なまず
1984〜2000年まで製造された路線車・いすゞキュービックの中に「なまず」と呼ばれるバリエーションがあった。一般的なキュービックの車体とは一線を画す、クセの強い顔立ちをしているのが「なまず」最大のポイントである。
なまずはキュービックのシャシーに北村製作所製のボディを架装したもので、1985〜88年に製造された。新潟交通と頸城自動車のみで使われた、特注に近い車体だ。
型式で言うと新潟交通仕様がP-LV314Q、頸城自動車仕様がP-LT312Jとなる。
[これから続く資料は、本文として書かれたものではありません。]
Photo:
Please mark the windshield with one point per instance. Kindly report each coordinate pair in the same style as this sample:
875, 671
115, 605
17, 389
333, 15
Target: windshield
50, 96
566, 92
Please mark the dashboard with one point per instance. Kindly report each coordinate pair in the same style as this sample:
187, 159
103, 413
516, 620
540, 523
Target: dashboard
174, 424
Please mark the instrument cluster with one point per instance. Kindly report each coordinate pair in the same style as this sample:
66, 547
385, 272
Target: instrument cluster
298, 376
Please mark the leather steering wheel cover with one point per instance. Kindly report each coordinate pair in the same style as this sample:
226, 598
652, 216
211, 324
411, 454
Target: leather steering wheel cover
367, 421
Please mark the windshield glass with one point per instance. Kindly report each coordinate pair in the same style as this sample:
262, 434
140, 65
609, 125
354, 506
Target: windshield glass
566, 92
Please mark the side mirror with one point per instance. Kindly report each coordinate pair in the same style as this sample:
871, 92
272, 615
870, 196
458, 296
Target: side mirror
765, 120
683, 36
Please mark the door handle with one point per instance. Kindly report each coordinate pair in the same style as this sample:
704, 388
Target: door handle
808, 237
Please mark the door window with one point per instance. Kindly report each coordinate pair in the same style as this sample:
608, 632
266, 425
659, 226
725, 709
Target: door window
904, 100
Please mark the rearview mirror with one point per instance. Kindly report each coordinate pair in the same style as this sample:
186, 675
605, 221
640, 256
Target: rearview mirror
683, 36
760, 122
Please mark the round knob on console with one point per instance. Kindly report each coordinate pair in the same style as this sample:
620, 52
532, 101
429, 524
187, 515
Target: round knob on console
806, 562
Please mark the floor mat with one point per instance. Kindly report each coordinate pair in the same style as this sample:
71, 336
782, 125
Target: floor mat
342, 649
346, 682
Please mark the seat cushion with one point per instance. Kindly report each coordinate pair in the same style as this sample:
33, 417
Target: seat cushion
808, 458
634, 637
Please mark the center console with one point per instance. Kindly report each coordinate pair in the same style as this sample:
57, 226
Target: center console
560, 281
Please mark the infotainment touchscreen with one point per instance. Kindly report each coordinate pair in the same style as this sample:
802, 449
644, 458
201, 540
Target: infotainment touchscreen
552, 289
新潟交通で使われたものは、一般公募によって「銀太郎」の愛称が付けられていた。こちらは車体色の基調が銀色だったところから来ている。ただし後に車体色が若干変更となった際に銀太郎は“降板”になってしまった。
「なまず」のほうは非公式である。横から見た車体の全体像に加え、前方のしゃくれ具合とヘッドライトの位置関係が、淡水魚のナマズっぽい雰囲気を出していたことで、そう呼ばれるようになったらしい。
新潟交通のなまずは長期にわたって活躍を続け、2011年まで使われた。
いつ誰がそう呼んだのか?
オバQ、かまぼこ、ブルドッグ、なまず、4種のバス車両を紹介してきた。これらのアダ名をいつ誰が言い出したのかは良く分かっていない。
該当するバス車両が現役を退いた後に広まったケースもあるようだが、意図的に命名されたものはなく、全ていつの間にか浸透していた。
最近の車種はメーカーのペットネームで呼ぶ場合がほとんどで、非公式の名前はそれほど付けられないようだ。
今のところ、アダ名付きのバス車両も輝かしい歴史の1ページになっている、といったところだろうか。